Mario Geisse is a legend in Brazil. He was known for making premium wines in Chile, and was recruited to Brazil in the 1970s by Moet Chandon when they heard that Southern Brazil had decent terroir for making bubbly wines. At the time, Chandon was focused only on low quality bubbles, and Mario was unimpressed. He had become enamored by the region, saw the potential to produce world-class méthode champenoise wines, and left Chandon to start his own winery. He scoured the region for the best plots of vineyards- he now has over 40 of them, which he vinifies separately – and dedicated himself to the strictest, most intensive methods of making sparkling wine where everything is done by hand. The result is that he elevated the quality of wines in the region, put Brazilian wines on the map, and is considered the premium sparkling producer in Brazil.
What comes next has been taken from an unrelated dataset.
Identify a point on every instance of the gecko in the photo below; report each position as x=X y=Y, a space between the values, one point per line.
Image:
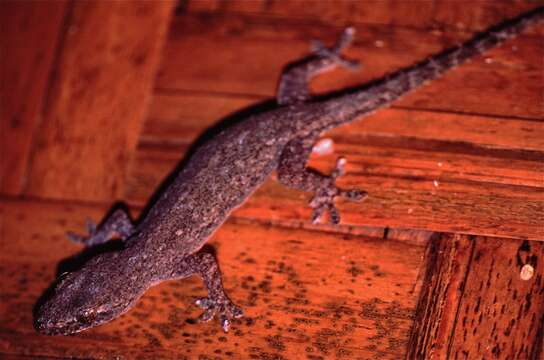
x=167 y=243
In addition, the Geisse Winery is committed to the health of the environment, its employees, and customers. They follow organic practices and use zero pesticides—a feat quite difficult in the region, but one they are committed to. So what is a polished winery like Geisse doing in a line up like this? Now that the next generation has started to take over, they’re having fun with experimenting new techniques.
Rustico Nature: This may be our weirdest/most unique wine yet. It’s a choose-your-own adventure wine. This is not a pet-nat, which has one fermentation, but rather a méthode champenoise sparkling wine with two fermentations. The difference between this and other method champ wines is that this one has not been disgorged yet! Because of this, the (dead) yeast cells are still in the bottle and the wine, as-is, is cloudy. The more time you let it sit (called the “lay down” time), the more complex the wine will become. When you are ready to drink it, you can enjoy the wine cloudy and it will be a bit funky. Or, DIY disgorge at home by following the super simple instructions on the neck tag, and the wine will be crystal clear. If you do the latter, you can add “Becoming A Wine Pro” to your list of 2021 accomplishments – most wine professionals we know have never disgorged a wine either! The wine’s destiny is in your hands.